Principal Investigator: Morgan Schafer, MS
Student Investigator: Katherine Dulgeroff
Abstract: A plant-based diet (PBD) emphasizes consumption of nutrient-dense plant foods and de-emphasizes consumption of processed foods and animal products. Findings from recent studies suggest that PBDs are associated with improved health outcomes, including lower rates of overweight and obesity, diabetes, cardiovascular disease, cancer, and overall mortality.1 Studies have shown that patients are more likely to make lifestyle changes under the advice of physicians; if physicians lack knowledge about or have negative attitudes toward PBDs, they are unlikely to recommend them to their patients.44-46 This, coupled with the strong support for the positive health outcomes of a PBD, suggests that it is important to understand physicians’ attitudes and knowledge of these diets.
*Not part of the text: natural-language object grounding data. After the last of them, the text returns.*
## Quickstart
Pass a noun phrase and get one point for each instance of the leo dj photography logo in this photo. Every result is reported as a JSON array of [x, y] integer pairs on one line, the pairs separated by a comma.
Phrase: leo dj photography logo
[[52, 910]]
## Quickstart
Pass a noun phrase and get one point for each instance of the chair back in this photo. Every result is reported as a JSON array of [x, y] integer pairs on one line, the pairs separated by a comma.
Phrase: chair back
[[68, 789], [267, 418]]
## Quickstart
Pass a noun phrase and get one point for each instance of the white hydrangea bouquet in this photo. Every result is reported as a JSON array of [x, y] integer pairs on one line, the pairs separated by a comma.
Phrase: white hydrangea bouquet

However, a review of the literature suggests that the knowledge and attitudes of physicians toward PBDs are unknown. The primary aim of this study is to develop and assess the reliability of a self-administered, web-based survey that will collect anonymous responses to questions about physicians’ knowledge, attitudes, and practices regarding plant-based diets at one time point. We will determine the internal consistency of the questionnaire, compare responses between naturopathic and allopathic physicians, and assess the relationship between physicians’ attitudes and knowledge of PBDs.